Garin Margaret C, Arnold Alice M, Lee Jennifer S, Robbins John, Cappola Anne R
Division of Endocrinology, Diabetes, and Metabolism (M.C.G., A.R.C.), Perelman School of Medicine, University of Pennsylvania, Philadelphia, Pennsylvania 19104; Department of Biostatistics (A.M.A.), University of Washington, Seattle, Washington 98155; Division of Endocrinology, Gerontology, and Metabolism (J.S.L.), Stanford University School of Medicine and Veterans Affairs Palo Alto Health Care System (J.S.L.), Palo Alto, California 94305; and Division of General Medicine (J.R.), University of California, Davis, Sacramento, California 95817.
J Clin Endocrinol Metab. 2014 Aug;99(8):2657-64. doi: 10.1210/jc.2014-1051. Epub 2014 May 30.
Subclinical thyroid dysfunction is common in the elderly, yet its relationship with hip fracture and bone mineral density (BMD) is unclear.
We examined the association between endogenous subclinical hyper- and hypothyroidism and hip fracture and BMD in older adults.
A total of 4936 US individuals 65 years old or older enrolled in the Cardiovascular Health Study and not taking thyroid preparations were included. Analyses of incident hip fracture were performed by thyroid status, over a median follow-up of 12 years. A cross-sectional analysis of thyroid status and BMD was performed in a subset of 1317 participants who had dual-energy x-ray absorptiometry scans. Models were adjusted for risk factors and stratified by sex.
No association was found between subclinical hypothyroidism and incident hip fracture compared with euthyroidism, when assessed at a single time point or persisting at two time points, in either women [hazard ratio (HR) 0.91, 95% confidence interval (CI) 0.69-1.20 for a single and HR 0.79, 95% CI 0.52-1.21 for two time points] or men (HR 1.27, 95% CI 0.82-1.95 for a single and HR 1.09, 95% CI 0.57-2.10 for two time points). Likewise, no association was found between subclinical hyperthyroidism and incident hip fracture in either sex (HR 1.11, 95% CI 0.55-2.25 in women and HR 1.78, 95% CI 0.56-5.66 in men). No association was found between subclinical thyroid dysfunction and BMD at the lumbar spine, total hip, or femoral neck sites.

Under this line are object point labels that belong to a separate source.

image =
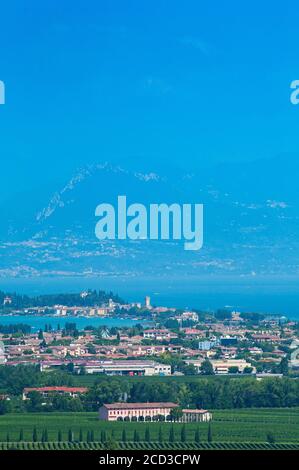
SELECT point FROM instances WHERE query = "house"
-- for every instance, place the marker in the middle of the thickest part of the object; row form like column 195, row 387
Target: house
column 135, row 411
column 150, row 412
column 47, row 391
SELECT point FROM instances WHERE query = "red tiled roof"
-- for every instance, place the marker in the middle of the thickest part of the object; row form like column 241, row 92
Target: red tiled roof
column 131, row 406
column 187, row 410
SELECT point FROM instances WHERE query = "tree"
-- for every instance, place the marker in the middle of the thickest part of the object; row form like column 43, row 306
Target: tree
column 210, row 436
column 40, row 335
column 147, row 435
column 45, row 436
column 35, row 401
column 176, row 413
column 206, row 368
column 270, row 438
column 124, row 436
column 110, row 444
column 171, row 434
column 284, row 366
column 183, row 434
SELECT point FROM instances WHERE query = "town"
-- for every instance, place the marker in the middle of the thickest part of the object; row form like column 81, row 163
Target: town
column 151, row 364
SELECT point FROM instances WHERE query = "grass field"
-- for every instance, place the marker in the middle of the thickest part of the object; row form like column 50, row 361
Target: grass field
column 246, row 425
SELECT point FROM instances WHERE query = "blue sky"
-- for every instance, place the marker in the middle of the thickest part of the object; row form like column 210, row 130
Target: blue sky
column 143, row 83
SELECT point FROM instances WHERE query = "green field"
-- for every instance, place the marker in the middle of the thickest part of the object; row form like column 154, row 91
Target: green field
column 246, row 425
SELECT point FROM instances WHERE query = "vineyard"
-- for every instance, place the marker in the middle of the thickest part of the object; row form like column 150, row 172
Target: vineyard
column 280, row 426
column 146, row 446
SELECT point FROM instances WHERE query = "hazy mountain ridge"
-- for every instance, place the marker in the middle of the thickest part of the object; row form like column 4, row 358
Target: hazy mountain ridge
column 251, row 224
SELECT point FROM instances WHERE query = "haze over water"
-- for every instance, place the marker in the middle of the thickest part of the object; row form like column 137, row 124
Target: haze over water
column 269, row 296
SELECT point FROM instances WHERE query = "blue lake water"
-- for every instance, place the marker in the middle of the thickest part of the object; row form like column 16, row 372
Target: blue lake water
column 39, row 321
column 266, row 295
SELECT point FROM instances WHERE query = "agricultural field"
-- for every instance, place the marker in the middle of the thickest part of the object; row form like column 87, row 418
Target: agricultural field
column 228, row 426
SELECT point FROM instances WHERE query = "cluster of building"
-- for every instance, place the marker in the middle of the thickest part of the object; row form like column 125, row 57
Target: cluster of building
column 232, row 346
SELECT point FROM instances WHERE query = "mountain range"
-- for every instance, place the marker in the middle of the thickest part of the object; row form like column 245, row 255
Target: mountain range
column 251, row 223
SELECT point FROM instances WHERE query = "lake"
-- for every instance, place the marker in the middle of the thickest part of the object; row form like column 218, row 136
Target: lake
column 38, row 322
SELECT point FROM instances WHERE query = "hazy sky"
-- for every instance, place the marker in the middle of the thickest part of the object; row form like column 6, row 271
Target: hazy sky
column 149, row 81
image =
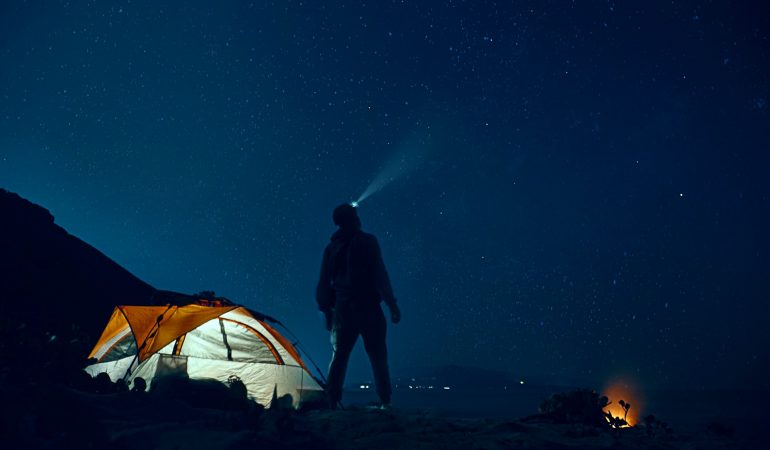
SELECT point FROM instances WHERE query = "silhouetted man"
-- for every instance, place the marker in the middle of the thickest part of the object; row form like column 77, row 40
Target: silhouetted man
column 353, row 282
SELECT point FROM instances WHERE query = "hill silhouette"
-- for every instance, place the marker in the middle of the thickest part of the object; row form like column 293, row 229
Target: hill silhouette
column 51, row 281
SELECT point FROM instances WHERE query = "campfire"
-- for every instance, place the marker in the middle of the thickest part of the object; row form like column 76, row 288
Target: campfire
column 624, row 403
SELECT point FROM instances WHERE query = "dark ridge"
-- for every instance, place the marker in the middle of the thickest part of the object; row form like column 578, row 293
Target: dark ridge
column 51, row 280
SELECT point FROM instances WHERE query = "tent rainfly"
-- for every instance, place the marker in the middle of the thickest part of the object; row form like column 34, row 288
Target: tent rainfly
column 203, row 342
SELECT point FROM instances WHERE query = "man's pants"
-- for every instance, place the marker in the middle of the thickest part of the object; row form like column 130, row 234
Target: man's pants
column 349, row 322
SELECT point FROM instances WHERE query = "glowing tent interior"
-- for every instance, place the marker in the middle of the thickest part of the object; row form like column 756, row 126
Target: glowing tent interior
column 203, row 340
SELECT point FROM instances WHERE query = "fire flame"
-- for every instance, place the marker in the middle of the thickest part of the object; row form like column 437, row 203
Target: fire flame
column 618, row 391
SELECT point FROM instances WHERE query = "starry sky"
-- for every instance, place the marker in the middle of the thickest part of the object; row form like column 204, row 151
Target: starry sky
column 569, row 190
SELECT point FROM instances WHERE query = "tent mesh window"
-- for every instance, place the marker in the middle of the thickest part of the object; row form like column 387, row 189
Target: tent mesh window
column 123, row 348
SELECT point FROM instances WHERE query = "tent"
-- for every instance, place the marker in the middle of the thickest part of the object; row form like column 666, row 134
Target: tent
column 203, row 340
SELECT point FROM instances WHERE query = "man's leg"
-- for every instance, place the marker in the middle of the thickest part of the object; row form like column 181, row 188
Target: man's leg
column 343, row 340
column 373, row 332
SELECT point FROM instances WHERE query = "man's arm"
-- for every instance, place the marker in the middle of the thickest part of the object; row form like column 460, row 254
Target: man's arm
column 383, row 283
column 324, row 292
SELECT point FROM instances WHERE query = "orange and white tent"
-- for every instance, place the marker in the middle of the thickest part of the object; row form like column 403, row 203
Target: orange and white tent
column 203, row 342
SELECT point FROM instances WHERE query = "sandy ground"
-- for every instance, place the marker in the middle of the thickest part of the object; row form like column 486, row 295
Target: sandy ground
column 38, row 416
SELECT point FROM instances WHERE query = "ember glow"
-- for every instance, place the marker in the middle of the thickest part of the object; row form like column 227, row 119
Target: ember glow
column 622, row 390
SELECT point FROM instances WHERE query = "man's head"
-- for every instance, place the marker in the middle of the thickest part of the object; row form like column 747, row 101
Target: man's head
column 345, row 216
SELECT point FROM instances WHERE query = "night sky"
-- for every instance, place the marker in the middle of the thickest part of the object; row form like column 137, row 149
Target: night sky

Our data suggest no association between subclinical hypothyroidism or subclinical hyperthyroidism and hip fracture risk or BMD in older men and women. Additional data are needed to improve the precision of estimates for subclinical hyperthyroidism and in men.
亚临床甲状腺功能障碍在老年人中很常见,但其与髋部骨折和骨密度(BMD)的关系尚不清楚。
我们研究了老年人内源性亚临床甲状腺功能亢进和减退与髋部骨折及骨密度之间的关联。
共有4936名65岁及以上未服用甲状腺制剂且参加心血管健康研究的美国个体纳入研究。在中位随访12年期间,按甲状腺状态对髋部骨折事件进行分析。对1317名接受双能X线吸收测定扫描的参与者进行甲状腺状态和骨密度的横断面分析。模型针对危险因素进行了调整,并按性别分层。
在女性中,无论是在单个时间点评估还是在两个时间点持续存在,亚临床甲状腺功能减退与正常甲状腺功能相比,均未发现与髋部骨折事件存在关联[单个时间点的风险比(HR)为0.91,95%置信区间(CI)为0.69 - 1.20;两个时间点的HR为0.79,95% CI为0.52 - 1.21];在男性中也是如此[单个时间点的HR为1.27,95% CI为0.82 - 1.95;两个时间点的HR为1.09,95% CI为0.57 - 2.10]。同样,在任何性别中,亚临床甲状腺功能亢进与髋部骨折事件均未发现关联(女性的HR为1.11,95% CI为0.55 - 2.25;男性的HR为1.78,95% CI为0.56 - 5.66)。在腰椎、全髋或股骨颈部位,未发现亚临床甲状腺功能障碍与骨密度之间存在关联。
我们的数据表明,在老年男性和女性中,亚临床甲状腺功能减退或亚临床甲状腺功能亢进与髋部骨折风险或骨密度之间无关联。需要更多数据来提高对亚临床甲状腺功能亢进估计的准确性以及针对男性的研究。